Most chuck and round products are down 5% to 10% with few exceptions, he said.  However, several chuck and round products are up double-digit percentages in the past two weeks.  Chucks (2-piece) are up 7.0% and up 13.7%, which may indicate more demand for grinding for retail grocery ground beef.

In contrast, 50% trimmings are down 55.7%, and 90% trimmings are down 15.8% year over year, although both are up the past two weeks, Peel said.  50s and 90s more commonly are used for food service ground beef.

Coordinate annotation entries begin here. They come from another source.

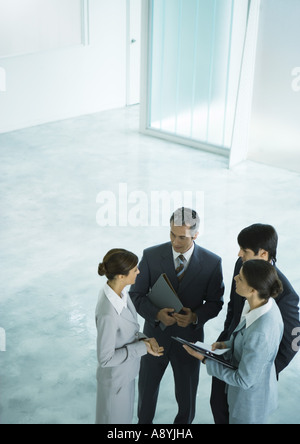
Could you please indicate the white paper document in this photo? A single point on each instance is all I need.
(208, 348)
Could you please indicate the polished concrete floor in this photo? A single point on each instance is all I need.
(52, 180)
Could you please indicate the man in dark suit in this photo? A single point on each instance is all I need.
(196, 275)
(259, 241)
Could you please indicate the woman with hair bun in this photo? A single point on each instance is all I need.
(253, 347)
(120, 345)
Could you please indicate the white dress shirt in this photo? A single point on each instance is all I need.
(252, 315)
(187, 256)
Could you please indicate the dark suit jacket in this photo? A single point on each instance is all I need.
(201, 290)
(288, 304)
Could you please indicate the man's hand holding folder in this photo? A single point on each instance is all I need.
(185, 317)
(167, 316)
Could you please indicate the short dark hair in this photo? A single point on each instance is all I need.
(263, 277)
(259, 236)
(186, 217)
(117, 261)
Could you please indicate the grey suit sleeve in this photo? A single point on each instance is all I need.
(108, 355)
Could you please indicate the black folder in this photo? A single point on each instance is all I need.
(163, 295)
(207, 354)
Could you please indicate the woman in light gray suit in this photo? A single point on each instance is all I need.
(252, 388)
(120, 345)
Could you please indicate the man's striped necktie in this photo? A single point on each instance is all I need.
(180, 269)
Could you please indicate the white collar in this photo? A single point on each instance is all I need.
(187, 255)
(254, 315)
(117, 302)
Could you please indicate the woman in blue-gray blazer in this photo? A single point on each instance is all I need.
(120, 344)
(253, 347)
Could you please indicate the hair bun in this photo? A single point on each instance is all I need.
(276, 288)
(101, 269)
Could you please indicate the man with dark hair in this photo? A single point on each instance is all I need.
(259, 241)
(196, 276)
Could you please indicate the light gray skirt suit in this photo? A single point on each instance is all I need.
(252, 388)
(119, 349)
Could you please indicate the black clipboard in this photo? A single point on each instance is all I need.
(207, 354)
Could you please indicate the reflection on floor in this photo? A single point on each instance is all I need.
(51, 242)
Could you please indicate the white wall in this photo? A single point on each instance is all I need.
(72, 81)
(275, 128)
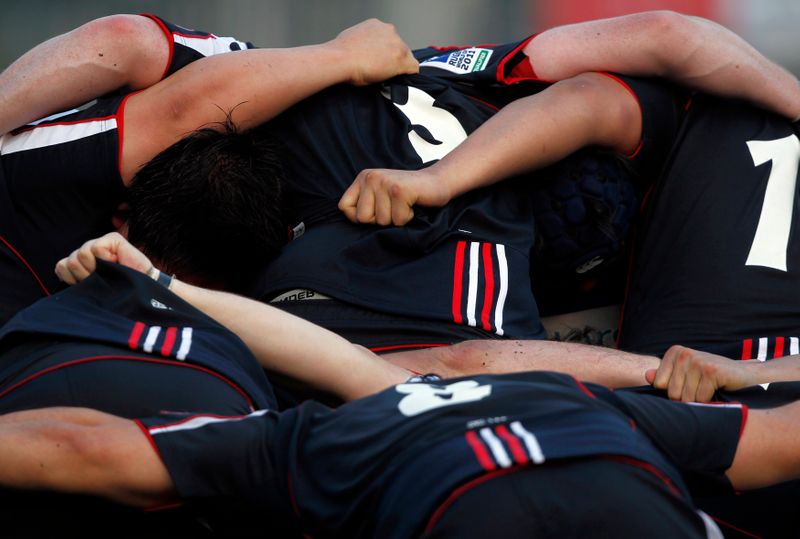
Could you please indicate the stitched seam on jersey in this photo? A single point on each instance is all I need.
(170, 363)
(25, 263)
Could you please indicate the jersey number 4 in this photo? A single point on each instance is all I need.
(772, 234)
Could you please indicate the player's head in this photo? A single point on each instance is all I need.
(584, 207)
(210, 206)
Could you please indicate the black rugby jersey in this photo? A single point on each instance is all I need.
(718, 267)
(380, 466)
(466, 263)
(60, 182)
(127, 315)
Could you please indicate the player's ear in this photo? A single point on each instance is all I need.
(119, 220)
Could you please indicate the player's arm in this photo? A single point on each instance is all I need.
(692, 51)
(82, 451)
(68, 70)
(769, 448)
(598, 364)
(587, 110)
(254, 86)
(691, 375)
(280, 341)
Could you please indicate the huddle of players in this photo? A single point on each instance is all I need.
(485, 270)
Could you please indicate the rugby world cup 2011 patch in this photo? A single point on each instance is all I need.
(461, 61)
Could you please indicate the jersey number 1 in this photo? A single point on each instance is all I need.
(772, 234)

Fed cattle trading this week was seen at $109 to $110.25 per cwt, mostly $110, on a live basis, down $1 to up $0.25 from last week.  Dressed-basis trading was done at a steady $172.

The USDA choice cutout Wednesday was up $2.12 per cwt at $235.84, while select was down $0.34 at $213.62.  The choice/select spread widened to $22.22 from $19.76 with 103 loads of fabricated product and 39 loads of trimmings and grinds sold into the spot market.

The USDA reported Wednesday that basis bids for corn from livestock feeding operations in the Southern Plains were unchanged at $1.10 to $1.15 per bushel over the Dec CBOT futures contract, which settled at $4.25 3/4 a bushel, up $0.05 1/2.

The CME Feeder Cattle Index for the seven days ended Tuesday was $137.38 per cwt, down $0.17.  This compares with Wednesday’s Nov contract settlement of $137.02 per cwt, down $0.35.